Reimplements its own HTML DSL rather than use *lucid*.
Very opinionated, undocumented and unmaintained.
- **rib** and **slick** are the most feature-complete of the lot.
They both provide a minimalist web-focused interface over the very powerful build system
[Shake][Shake]. Shake is in itself a very complicated beast.
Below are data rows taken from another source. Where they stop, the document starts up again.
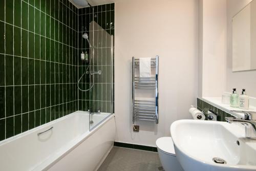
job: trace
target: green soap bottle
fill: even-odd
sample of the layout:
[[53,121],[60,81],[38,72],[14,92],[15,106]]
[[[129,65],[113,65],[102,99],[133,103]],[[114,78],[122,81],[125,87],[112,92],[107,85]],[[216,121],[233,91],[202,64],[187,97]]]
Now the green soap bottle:
[[233,93],[230,96],[230,106],[232,108],[238,108],[238,97],[239,95],[237,94],[236,91],[237,89],[233,89]]

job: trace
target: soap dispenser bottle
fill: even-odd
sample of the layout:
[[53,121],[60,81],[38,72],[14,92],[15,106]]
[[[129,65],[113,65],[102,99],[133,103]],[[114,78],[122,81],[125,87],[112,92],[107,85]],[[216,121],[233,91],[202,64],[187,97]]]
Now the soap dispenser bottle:
[[249,109],[249,96],[246,95],[245,89],[243,89],[242,94],[239,98],[239,108],[242,109]]
[[230,96],[230,106],[233,108],[238,108],[238,97],[239,96],[237,94],[237,89],[233,89],[233,93]]

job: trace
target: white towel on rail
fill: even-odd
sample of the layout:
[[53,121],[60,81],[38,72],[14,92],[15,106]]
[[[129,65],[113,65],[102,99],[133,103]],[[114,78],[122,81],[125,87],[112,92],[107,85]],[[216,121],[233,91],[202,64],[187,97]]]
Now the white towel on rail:
[[151,58],[140,58],[140,77],[151,76]]

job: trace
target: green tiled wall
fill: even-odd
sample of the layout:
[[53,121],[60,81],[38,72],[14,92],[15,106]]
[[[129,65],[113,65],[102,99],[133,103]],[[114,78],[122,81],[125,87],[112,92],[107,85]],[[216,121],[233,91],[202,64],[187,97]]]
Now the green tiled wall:
[[78,12],[68,0],[0,1],[0,140],[77,109]]
[[[86,40],[82,38],[82,28],[86,28],[90,41],[93,37],[93,18],[95,22],[94,27],[94,57],[93,62],[95,71],[102,71],[100,75],[95,75],[94,86],[91,91],[81,92],[78,90],[79,110],[93,112],[100,110],[102,112],[111,112],[111,39],[114,34],[115,7],[114,4],[94,6],[94,13],[91,7],[78,10],[78,53],[86,51],[91,52]],[[90,23],[91,25],[90,25]],[[84,30],[83,30],[84,31]],[[79,78],[84,72],[88,63],[78,61]],[[91,80],[92,81],[92,80]],[[89,75],[83,76],[79,87],[83,90],[89,88]]]
[[230,114],[227,113],[226,112],[223,111],[198,98],[197,98],[197,108],[206,115],[206,120],[207,120],[207,111],[209,110],[210,110],[214,113],[218,114],[217,121],[219,121],[225,122],[225,117],[231,117],[231,115]]

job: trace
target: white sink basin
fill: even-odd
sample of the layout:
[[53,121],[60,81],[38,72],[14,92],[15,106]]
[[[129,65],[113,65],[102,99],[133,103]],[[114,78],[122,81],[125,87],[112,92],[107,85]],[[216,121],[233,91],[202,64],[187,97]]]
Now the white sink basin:
[[[180,120],[172,124],[170,133],[185,171],[256,170],[256,140],[244,138],[241,124]],[[216,163],[215,157],[226,163]]]

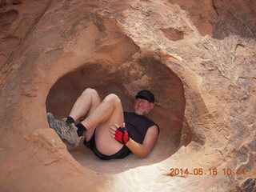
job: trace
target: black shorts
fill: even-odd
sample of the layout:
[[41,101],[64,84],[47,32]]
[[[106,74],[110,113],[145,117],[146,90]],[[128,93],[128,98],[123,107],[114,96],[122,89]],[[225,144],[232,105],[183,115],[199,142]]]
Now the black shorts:
[[86,142],[86,139],[83,142],[83,144],[87,146],[89,149],[90,149],[95,155],[102,160],[110,160],[113,158],[123,158],[128,154],[131,153],[131,151],[128,149],[128,147],[126,145],[123,145],[123,146],[121,148],[120,150],[118,150],[117,153],[112,154],[112,155],[106,155],[99,152],[95,145],[95,131],[91,138],[89,142]]

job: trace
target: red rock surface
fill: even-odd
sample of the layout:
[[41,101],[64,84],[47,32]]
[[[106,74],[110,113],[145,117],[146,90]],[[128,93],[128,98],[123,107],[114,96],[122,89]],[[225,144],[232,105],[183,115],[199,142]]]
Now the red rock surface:
[[[0,0],[0,190],[256,191],[255,10]],[[86,87],[118,94],[126,110],[138,90],[154,93],[161,134],[148,158],[101,161],[49,128],[46,112],[66,115]]]

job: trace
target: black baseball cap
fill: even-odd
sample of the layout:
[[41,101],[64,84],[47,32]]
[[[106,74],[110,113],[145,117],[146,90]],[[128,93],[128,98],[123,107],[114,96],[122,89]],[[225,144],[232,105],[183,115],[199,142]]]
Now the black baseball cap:
[[139,91],[136,94],[135,98],[143,98],[143,99],[146,99],[150,102],[153,102],[153,103],[154,102],[154,94],[147,90]]

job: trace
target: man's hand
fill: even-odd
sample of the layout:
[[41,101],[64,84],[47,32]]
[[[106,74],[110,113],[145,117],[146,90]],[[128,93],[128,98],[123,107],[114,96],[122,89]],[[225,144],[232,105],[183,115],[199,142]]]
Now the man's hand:
[[110,133],[115,140],[122,144],[126,144],[129,142],[130,137],[124,125],[123,127],[121,127],[114,124],[114,126],[110,126]]

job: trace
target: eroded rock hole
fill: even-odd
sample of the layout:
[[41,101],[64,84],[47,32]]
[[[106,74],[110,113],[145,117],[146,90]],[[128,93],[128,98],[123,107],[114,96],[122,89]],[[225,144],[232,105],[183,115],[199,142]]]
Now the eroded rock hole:
[[46,99],[47,112],[54,113],[58,118],[68,115],[76,98],[88,87],[97,90],[102,98],[111,93],[117,94],[124,110],[130,112],[135,94],[142,89],[150,90],[156,102],[149,118],[160,126],[160,135],[157,146],[146,158],[130,154],[122,161],[108,162],[107,167],[82,144],[78,148],[68,146],[70,153],[82,165],[114,174],[160,162],[178,150],[185,110],[183,86],[178,77],[164,64],[153,58],[138,59],[118,70],[107,63],[86,63],[58,79],[52,86]]

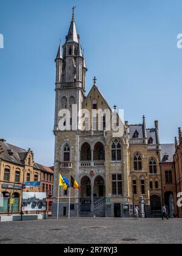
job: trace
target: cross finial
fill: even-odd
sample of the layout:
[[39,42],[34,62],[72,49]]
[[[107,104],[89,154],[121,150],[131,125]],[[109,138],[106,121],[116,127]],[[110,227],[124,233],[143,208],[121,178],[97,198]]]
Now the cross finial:
[[73,7],[72,8],[72,21],[75,21],[75,8],[76,8],[76,6],[73,6]]

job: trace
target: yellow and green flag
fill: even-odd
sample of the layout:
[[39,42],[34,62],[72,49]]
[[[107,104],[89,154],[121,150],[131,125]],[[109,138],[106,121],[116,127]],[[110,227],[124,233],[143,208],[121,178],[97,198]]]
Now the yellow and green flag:
[[62,187],[64,190],[67,190],[67,185],[61,174],[59,174],[59,186]]

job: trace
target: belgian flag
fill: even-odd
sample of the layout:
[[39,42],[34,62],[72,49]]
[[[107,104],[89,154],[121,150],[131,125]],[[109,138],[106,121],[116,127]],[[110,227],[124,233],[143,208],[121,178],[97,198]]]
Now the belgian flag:
[[81,191],[76,180],[72,176],[71,176],[71,187]]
The forward
module that both libraries utilize is marked as *"experimental"* and depends
on yet another tool to track file accesses: *fsatrace*.
I'm not actually opposed to using Shake for dependency tracking at some point
in **achille**, but ultimately I didn't find **rib** and **slick** to offer
much more on top of it.
[Shake]: https://shakebuild.com/
## How achille works
In **achille** there is a single abstraction for reasoning about build rules:
`Recipe m a b`. A **recipe** of type `Recipe m a b` will produce a value of type
`m b` given some input of type `a`.
Conveniently, if `m` is a monad then **`Recipe m a` is a monad** too, so
you can retrieve the output of a recipe to reuse it in another recipe.
*(Because of caching, a recipe is almost but not quite a Kleisli arrow)*
```haskell
-- the (>>=) operator, restricted to recipes
(>>=) :: Monad m => Recipe m a b -> (b -> Recipe m a c) -> Recipe m a c
```
With only this, **achille** tackles every single one of the limitations highlighted above.
- Intermediate values are plain old Haskell variables.
```haskell
renderPost :: Recipe IO FilePath Post
buildPostIndex :: [Post] -> Recipe a ()
renderPosts :: Task IO ()
renderPosts = do
posts <- match "posts/*" renderPost
buildPostIndex posts
```
See how a correct ordering of build rules is enforced by design: you can only
use an intermediate value once the recipe it is originating from has been
executed.
Note: a **task** is a recipe that takes no input.
```haskell
type Task m = Recipe m ()
```
- **achille** does not care what happens during the execution of a recipe.
It only cares about the input and return type of the recipe --- that is, the
type of intermediate values.
In particullar, **achille** does not expect every recipe to produce a file,
and lets you decide when to actually write on the filesystem.
For example, it is very easy to produce multiple versions of a same source file:
```haskell
renderPage :: Recipe IO FilePath FilePath
renderPage = do
-- Copy the input file as is to the output directory
copyFile
-- Render the input file with pandoc,
-- then save it to the output dir with extension ".html"
compilePandoc >>= saveTo (-<.> "html")
```
Once you have defined the recipe for building your site, you forward
this description to **achille** in order to get a command-line interface for
your generator, just as you would using Hakyll:
```haskell
buildSite :: Task IO ()
main :: IO ()
main = achille buildSite
```
Assuming we compiled the file above into an executable called `site`, running
it gives the following output:
```bash
$ site
A static site generator for fun and profit
Usage: site COMMAND
Available options:
-h,--help Show this help text
Available commands:
build Build the site once
deploy Server go brrr
clean Delete all artefacts
```
That's it, you now have your very own static site generator!